Embraer (EMBJ3) lidera altas do Ibovespa após números do 2T26; CEO vê lucratividade crescendo mais do que receitas nos próximos anos
As ações da Embraer (EMBJ3) são o destaque positivo do Ibovespa (IBOV) nesta segunda-feira (10), com um salto de mais de 9% apenas na primeira hora de pregão. O desempenho ocorre em reação ao balanço do segundo trimestre de 2026 (2T26), que mostrou avanço de 25% no lucro líquido, para R$ 1,11 bilhão.
Por volta de 11h25 (horário de Brasília), as ações subiam 5,87%, cotadas a R$ 97,92. Na máxima do dia, até esse horário, o salto chegou a 9,40%, a R$ 101,22. Acompanhe o tempo real.
O lucro líquido ajustado é uma medida não-GAAP, calculada pela soma do lucro líquido atribuível aos acionistas da Embraer mais o ajuste para itens não recorrentes. No caso, a companhia excluiu itens extraordinários de R$ 29,4 milhões referentes aos resultados da Eve, em comparação a R$ 890,3 milhões no mesmo período do ano anterior.
De acordo com a Embraer, o aumento do resultado foi impulsionado principalmente por um forte desempenho operacional e despesas financeiras líquidas menores, fatores que foram parcialmente compensados por impostos mais elevados no período.

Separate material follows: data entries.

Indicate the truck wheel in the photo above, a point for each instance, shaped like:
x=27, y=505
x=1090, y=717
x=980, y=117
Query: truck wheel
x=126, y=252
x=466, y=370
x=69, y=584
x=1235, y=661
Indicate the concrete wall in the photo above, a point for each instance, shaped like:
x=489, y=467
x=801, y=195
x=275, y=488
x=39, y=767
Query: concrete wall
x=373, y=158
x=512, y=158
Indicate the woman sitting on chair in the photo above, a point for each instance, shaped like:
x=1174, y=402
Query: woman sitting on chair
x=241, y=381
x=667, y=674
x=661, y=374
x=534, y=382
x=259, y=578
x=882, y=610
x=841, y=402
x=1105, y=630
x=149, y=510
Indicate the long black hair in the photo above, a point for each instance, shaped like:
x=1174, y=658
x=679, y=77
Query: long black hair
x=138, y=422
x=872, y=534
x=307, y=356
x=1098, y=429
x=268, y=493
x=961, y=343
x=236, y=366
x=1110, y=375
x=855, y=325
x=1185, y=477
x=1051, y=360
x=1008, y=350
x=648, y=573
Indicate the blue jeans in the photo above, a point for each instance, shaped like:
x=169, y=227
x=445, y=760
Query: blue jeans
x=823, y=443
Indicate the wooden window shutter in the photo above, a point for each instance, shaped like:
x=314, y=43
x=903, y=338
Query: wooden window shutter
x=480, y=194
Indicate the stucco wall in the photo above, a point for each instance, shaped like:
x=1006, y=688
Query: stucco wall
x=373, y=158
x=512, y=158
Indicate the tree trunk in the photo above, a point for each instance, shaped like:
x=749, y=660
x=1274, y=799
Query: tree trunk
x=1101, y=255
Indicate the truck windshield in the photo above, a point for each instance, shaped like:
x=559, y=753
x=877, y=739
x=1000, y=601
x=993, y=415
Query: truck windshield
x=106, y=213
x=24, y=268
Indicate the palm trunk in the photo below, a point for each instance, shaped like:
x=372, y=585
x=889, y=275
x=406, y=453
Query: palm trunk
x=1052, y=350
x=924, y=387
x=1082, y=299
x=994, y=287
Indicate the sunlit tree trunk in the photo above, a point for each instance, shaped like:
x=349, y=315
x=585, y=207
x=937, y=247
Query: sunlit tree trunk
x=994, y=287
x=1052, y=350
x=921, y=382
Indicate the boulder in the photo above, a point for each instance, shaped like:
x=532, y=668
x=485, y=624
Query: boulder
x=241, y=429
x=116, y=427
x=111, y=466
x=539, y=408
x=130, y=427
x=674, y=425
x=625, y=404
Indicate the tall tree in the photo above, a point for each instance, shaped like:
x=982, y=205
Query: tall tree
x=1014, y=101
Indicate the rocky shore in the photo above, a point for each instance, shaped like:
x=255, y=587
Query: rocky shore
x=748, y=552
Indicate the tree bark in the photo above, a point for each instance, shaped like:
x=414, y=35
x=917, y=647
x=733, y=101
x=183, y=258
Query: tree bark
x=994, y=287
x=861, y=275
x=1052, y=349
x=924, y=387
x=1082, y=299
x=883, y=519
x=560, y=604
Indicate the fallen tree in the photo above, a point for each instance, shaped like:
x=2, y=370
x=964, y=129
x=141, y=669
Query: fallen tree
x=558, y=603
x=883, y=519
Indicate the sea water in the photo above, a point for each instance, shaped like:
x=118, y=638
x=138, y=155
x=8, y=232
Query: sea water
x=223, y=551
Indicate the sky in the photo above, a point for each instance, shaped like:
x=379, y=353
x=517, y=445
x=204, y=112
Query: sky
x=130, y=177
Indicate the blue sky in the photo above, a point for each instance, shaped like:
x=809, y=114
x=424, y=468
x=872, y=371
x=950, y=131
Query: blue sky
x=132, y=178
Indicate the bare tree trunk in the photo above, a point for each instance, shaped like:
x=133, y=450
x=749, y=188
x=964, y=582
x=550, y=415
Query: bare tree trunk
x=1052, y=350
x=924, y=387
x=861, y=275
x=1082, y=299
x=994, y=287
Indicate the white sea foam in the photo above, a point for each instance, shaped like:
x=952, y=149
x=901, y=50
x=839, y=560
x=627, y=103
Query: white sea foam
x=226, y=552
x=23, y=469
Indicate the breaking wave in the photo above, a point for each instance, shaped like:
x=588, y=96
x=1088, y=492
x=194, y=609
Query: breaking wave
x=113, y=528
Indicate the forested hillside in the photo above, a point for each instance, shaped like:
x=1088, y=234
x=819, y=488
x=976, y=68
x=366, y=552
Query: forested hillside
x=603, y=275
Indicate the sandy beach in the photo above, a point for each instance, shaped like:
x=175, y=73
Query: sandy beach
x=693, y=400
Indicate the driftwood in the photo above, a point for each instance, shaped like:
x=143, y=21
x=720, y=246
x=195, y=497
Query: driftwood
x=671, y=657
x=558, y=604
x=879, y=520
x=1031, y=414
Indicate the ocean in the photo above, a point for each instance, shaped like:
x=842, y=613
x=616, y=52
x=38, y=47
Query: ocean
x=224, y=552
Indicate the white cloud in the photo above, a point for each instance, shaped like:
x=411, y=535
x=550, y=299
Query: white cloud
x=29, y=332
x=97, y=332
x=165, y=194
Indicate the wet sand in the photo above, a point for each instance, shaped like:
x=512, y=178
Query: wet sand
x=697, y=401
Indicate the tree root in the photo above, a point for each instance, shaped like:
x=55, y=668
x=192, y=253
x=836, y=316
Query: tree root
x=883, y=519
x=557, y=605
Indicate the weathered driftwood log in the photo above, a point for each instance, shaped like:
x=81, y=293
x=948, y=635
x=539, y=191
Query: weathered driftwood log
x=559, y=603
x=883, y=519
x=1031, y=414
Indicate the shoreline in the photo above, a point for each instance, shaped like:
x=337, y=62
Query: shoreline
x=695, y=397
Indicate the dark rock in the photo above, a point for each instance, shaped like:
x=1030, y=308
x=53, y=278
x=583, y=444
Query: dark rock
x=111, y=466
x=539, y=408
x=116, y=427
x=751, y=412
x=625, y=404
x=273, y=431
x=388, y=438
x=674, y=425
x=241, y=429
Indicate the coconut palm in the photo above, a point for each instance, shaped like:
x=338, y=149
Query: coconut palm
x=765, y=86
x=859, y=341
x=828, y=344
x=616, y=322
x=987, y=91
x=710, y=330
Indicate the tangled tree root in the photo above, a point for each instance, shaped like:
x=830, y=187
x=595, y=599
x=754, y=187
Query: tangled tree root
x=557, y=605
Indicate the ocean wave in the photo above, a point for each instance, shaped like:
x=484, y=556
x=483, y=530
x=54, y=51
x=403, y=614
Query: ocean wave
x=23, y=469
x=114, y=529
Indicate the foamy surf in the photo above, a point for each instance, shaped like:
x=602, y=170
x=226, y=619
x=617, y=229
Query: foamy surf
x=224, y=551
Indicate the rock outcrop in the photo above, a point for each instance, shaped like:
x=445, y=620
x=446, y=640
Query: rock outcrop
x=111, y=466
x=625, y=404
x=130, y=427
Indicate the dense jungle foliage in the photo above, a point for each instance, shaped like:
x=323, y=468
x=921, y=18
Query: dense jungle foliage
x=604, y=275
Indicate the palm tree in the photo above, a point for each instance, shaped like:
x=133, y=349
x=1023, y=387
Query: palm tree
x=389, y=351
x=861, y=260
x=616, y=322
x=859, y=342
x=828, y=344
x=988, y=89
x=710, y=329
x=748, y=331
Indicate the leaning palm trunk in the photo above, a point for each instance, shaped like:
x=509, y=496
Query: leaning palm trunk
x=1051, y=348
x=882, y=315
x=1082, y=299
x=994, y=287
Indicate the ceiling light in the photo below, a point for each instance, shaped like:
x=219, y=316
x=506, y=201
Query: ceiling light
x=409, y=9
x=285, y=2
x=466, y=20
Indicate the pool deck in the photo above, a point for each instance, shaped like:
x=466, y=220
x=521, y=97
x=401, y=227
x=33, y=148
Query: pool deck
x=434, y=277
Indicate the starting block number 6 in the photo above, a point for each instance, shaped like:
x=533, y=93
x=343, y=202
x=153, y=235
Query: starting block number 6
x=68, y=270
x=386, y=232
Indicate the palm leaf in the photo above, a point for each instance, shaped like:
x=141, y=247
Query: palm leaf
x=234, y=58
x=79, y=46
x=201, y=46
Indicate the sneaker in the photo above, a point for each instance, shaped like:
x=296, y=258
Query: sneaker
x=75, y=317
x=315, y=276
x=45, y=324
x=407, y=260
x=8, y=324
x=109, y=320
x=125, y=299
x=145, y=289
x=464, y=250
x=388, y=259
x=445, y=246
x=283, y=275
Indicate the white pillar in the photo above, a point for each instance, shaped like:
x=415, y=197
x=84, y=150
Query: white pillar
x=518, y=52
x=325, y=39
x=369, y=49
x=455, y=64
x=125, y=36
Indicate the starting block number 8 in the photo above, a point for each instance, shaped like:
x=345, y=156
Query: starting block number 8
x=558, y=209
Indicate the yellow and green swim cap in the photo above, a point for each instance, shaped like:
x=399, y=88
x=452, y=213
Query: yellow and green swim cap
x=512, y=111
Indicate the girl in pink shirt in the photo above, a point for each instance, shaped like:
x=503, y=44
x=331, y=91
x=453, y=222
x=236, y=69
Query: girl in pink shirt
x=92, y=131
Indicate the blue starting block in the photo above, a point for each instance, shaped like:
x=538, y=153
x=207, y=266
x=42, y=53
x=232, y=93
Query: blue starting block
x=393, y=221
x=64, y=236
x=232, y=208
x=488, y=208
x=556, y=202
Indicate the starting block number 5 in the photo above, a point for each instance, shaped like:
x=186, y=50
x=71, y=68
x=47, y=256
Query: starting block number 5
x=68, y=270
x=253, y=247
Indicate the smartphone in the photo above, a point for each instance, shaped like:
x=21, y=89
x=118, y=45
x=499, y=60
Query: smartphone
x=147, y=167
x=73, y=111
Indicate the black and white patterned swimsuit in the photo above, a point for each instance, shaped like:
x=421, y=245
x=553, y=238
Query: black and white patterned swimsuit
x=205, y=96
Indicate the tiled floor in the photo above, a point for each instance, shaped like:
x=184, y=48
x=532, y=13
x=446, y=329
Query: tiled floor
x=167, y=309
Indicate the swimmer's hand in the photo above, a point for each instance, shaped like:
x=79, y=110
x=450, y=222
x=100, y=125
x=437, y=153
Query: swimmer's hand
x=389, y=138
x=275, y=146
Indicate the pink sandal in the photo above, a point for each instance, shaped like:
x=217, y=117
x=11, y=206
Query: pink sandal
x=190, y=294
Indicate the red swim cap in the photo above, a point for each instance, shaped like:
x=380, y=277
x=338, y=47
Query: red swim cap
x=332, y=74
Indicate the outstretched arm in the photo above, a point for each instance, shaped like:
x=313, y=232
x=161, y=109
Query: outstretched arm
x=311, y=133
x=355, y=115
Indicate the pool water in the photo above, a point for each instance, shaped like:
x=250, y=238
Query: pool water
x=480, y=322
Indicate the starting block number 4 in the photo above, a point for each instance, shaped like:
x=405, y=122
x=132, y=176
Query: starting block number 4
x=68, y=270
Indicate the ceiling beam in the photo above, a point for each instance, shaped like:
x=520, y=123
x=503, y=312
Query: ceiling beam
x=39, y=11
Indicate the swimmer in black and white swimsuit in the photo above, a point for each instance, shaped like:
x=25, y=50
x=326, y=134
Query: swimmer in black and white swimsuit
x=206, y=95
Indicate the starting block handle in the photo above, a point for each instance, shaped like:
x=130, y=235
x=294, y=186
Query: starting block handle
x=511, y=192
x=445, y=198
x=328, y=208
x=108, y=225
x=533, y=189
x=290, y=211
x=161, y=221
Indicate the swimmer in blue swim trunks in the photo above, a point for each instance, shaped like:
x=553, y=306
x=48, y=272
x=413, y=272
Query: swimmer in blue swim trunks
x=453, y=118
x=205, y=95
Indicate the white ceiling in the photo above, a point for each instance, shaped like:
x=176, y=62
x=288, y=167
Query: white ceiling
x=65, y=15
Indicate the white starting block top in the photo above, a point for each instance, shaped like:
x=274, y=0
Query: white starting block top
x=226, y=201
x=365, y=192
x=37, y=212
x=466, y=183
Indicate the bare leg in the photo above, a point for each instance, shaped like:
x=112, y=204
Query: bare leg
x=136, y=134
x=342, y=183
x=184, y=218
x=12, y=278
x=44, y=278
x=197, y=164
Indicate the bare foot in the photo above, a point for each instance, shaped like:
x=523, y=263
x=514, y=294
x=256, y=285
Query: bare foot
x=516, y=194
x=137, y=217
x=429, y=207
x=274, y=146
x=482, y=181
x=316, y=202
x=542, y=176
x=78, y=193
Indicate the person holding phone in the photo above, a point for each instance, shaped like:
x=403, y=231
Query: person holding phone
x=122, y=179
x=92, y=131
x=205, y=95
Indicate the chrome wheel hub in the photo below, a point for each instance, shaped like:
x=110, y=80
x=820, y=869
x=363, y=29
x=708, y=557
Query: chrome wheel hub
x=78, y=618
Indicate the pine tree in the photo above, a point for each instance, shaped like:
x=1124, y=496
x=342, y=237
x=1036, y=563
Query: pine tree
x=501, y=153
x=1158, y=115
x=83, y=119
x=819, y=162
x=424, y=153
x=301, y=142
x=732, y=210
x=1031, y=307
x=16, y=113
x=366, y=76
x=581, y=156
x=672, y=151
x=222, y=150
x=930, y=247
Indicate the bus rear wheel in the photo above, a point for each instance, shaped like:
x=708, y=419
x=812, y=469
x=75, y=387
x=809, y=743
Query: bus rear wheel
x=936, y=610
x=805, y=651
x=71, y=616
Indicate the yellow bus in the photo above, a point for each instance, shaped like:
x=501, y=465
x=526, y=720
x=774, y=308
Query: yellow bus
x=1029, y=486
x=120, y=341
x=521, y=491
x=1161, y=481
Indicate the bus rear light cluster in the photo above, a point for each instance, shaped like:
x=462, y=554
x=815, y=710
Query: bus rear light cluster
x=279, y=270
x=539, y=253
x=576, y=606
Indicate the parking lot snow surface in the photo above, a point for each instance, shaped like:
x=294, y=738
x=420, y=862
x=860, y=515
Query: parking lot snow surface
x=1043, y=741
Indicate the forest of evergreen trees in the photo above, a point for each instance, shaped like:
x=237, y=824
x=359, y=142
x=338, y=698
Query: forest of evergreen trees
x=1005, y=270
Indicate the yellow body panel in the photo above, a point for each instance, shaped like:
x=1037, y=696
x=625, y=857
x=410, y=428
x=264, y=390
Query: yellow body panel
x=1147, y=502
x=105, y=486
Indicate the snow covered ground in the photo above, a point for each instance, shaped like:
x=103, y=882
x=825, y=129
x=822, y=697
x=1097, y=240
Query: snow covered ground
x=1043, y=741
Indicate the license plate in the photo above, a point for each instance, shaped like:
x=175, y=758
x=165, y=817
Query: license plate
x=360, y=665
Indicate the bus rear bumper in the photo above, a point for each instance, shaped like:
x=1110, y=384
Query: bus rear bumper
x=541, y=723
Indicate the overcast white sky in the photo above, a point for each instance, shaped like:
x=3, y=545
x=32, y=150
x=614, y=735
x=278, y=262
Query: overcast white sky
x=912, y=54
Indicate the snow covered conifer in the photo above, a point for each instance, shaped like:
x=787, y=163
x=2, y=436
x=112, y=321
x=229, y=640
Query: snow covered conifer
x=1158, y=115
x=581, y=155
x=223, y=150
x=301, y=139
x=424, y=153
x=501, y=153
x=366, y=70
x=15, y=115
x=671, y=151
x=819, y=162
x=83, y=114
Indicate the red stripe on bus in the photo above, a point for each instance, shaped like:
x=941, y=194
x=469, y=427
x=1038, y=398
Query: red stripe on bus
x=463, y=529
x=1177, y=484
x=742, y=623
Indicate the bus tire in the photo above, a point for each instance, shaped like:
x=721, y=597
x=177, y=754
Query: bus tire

O CEO da fabricante brasileira de aeronaves, Francisco Gomes Neto, chamou atenção para a busca por aumento de lucratividade por meio de ajustes na linha de produção, durante teleconferência de resultados realizada mais cedo nesta segunda.
“Temos avançado com ganhos de eficiência em toda a organização para garantir que teremos o custo estrutural correto para sustentar o negócio”, afirmou. A partir disso, o executivo defende que a lucratividade deve crescer mais do que a receita nos próximos anos.
A exemplo desse movimento, Gomes Neto cita os jatos executivos Prator, que há cinco anos demandavam cerca de 18 meses pra produção, tempo que hoje está em torno de 8,5 meses.
A administração da companhia espera que a Embraer alcance em 2030 uma capacidade de produção de 110 a 120 aviões comerciais por ano, e que a produção melhore em 2027 em termos de nivelamento.
Atualização de estimativas
A Embraer atualizou as suas estimativas (guidance) junto com a divulgação do balaço do segundo trimestre, uma vez que a administração acredita que as estimativas anteriores não representam mais oportunidades e riscos equilibrados para as operações do ano vigente.
Do ponto de vista operacional, a Embraer estima entregas na Aviação Comercial entre 80 e 85 aeronaves (inalterado), e na Aviação Executiva entre 160 e 170 aeronaves (inalterado).
Na perspectiva financeira, receita na faixa de US$ 8,2 a US$ 8,5 bilhões (inalterado), margem Ebit ajustada entre 10,0% e 10,6% (acima da faixa anterior de 8,7% a 9,3%) e fluxo de caixa livre ajustado de US$ 400 milhões ou maior (acima da estimativa anterior de US$ 200 milhões ou maior) para o ano.
De acordo com o CFO da companhia, Felipe Santana, o ajuste de guidance foi motivado pela combinação de créditos tarifários sobre as tarifas americanas recebidos no trimestre, o fim da tributação direta melhoria do panorama geral de negócios, indo além do que a empresa esperava em trimestres anteriores.
2T26 da Embraer
O Ebitda (luco antes de juros, impostos, depreciação e amortização) ajustado, que mede o desempenho operacional, chegou a R$ 1,81 bilhão no período de abril a junho deste ano, ante R$ 1,39 bilhão registrado no segundo trimestre de 2025. A margem Ebitda ajustada ficou em 16%.
Já o Ebit (lucro antes de juros e impostos) ajustado totalizou R$ 1,51 bilhão no trimestre, crescimento sobre os R$ 1,08 bilhão reportados pela Embraer um ano antes. A margem Ebit ficou em 13,4%.
A companhia afirma que as tarifas de importação dos Estados Unidos totalizaram US$ 8 milhões durante o trimestre e a empresa registrou um crédito tributário extraordinário de US$ 68 milhões. Excluindo os impactos das tarifas e do crédito tributário extraordinário, a margem Ebit ajustada teria sido de 10,6% no 2T26
As receitas totalizaram R$ 11,3 bilhões no segundo trimestre do ano, um recorde para um segundo trimestre da fabricante de aeronaves, um aumento de 10% na comparação anual.
O fluxo de caixa livre ajustado da Embraer, individualmente, foi de R$ 2 bilhões no 2T26, impulsionado principalmente por um desempenho operacional mais forte, adiantamentos recebidos de clientes relacionados a vendas (ou seja, associados a passivos contratuais) e créditos fiscais extraordinários.